Although the cooling solution seems a bit complicated at a glance, it's pretty simple. The main part comprises of the heatsink with the heatpipes, which take care of the GPU, whereas the remaining two components are aluminum plates, which act as passive heatsinks. The black heatsink is placed on the power components whereas the second one takes care of memory modules. Of course, heatpipe technology would've been an overkill in this case since power components and memory don't even come close to the temperatures the GPU emits.
Of course, the card itself features heatpipe technology, and the picture shows four large heatpipes going from the copper base and ending among the aluminum cooling fins. So, the heatpipe transfers the heat emitting from the GPU to the cooling fins (heatsink), where the heat is dissipated. You'll notice that this cooling resembles Gainward's solutions on the GTX 275/260 cards, although lower thermals on the aforementioned cards allow for using three heatpipes and safely getting away with it.
The cooler has proven to be efficient during our testing, keeping the GPU temperatures at about 72 degrees Celsius, which is much better than the reference card's 82 degrees. On the other hand, we can't say that we're pleased with the operating noise levels, but it's possible to remedy that by lowering the fan rpm and basically sacrificing a couple of degrees Celsius for quieter operation (you can use the provided ExpertTool). Idle operation and casual desktop work won't introduce noise.

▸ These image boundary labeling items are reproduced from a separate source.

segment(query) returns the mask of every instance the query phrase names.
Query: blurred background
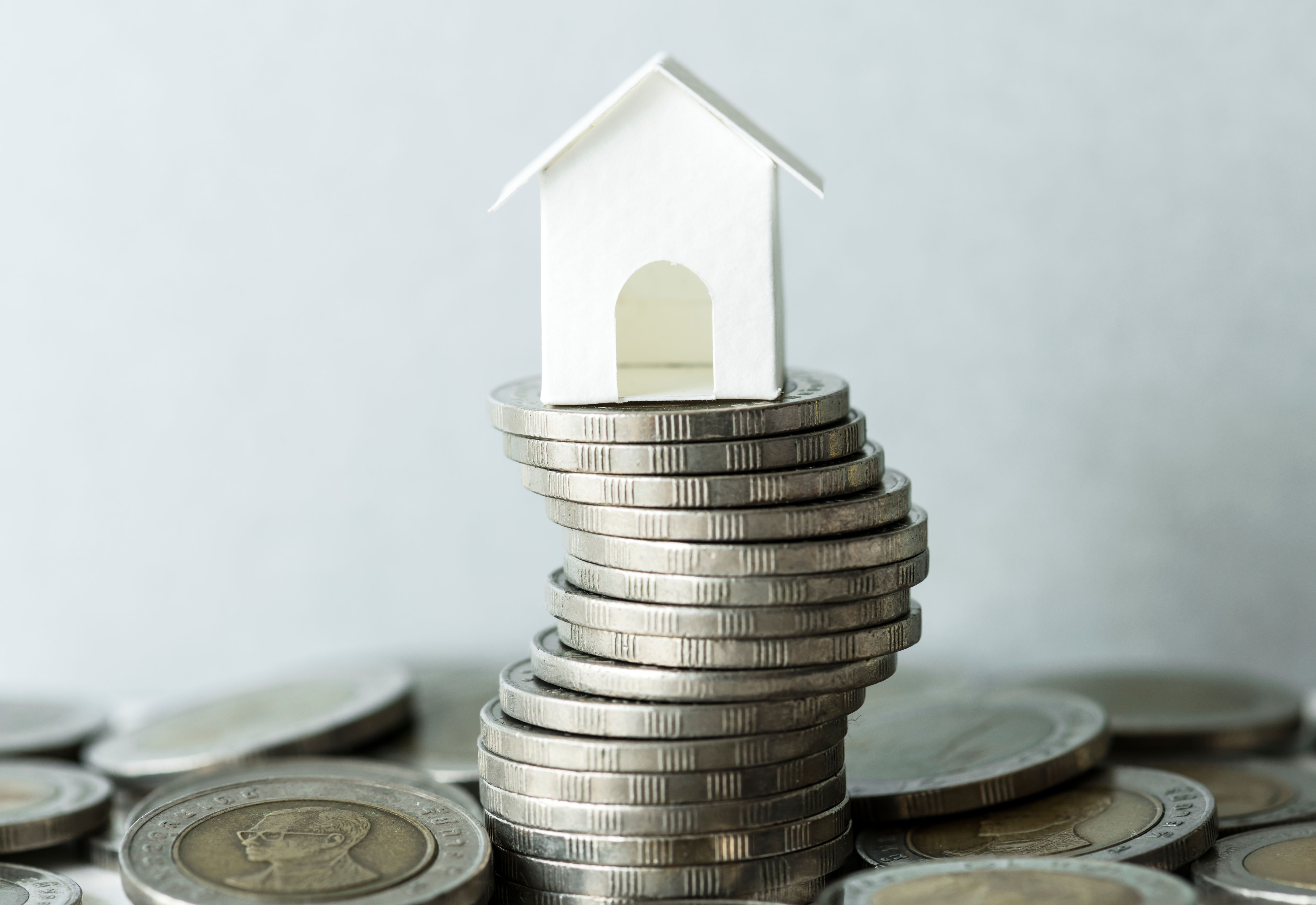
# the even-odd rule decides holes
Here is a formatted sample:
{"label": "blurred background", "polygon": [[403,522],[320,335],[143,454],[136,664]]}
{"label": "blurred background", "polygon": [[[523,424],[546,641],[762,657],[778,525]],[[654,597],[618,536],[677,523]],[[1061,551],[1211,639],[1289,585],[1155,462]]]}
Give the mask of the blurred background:
{"label": "blurred background", "polygon": [[1316,684],[1316,7],[0,8],[0,684],[524,656],[501,184],[658,50],[782,180],[787,354],[930,512],[909,661]]}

As you already know, Gainward strapped its card with 2048MB of GDDR3 memory. All the memory modules are located on the front side of the card, and the memory in question comes from Hynix.
The memory runs at reference 1242MHz (2484MHz). On this card Gainward decided against overclocking so the GPU retained the reference 648MHz clocks and the shaders are still at 1476MHz.
The GTX 285 will draw up to 204W and the card is powered via two 6-pin power connectors, which kept their standard location. With the card installed, our test rig drew up to 300W in gaming scenarios (without the monitor) whereas idle operation resulted in consumption of about 122W.
You'll also notice the SPDIF connector, and you'll need it if you want to add audio to your graphics card's video out. On this card, Gainward doesn't provide HDMI out, but the company provides a DVI-to-HDMI dongle. The card also features two dual-link DVIs and S-video out.
The box is pretty large but sturdy and you'll find a 3DMark Vantage Advanced serial number inside. You'll have to download the program from the internet yourself, but nevertheless it's a nice addition. The box also features a short user's manual, the driver CD with ExpertTool app, S-video connector, Molex-to-6-pin PCI-Express power connector, DVI connector, HDMI dongle and a SPDIF cable.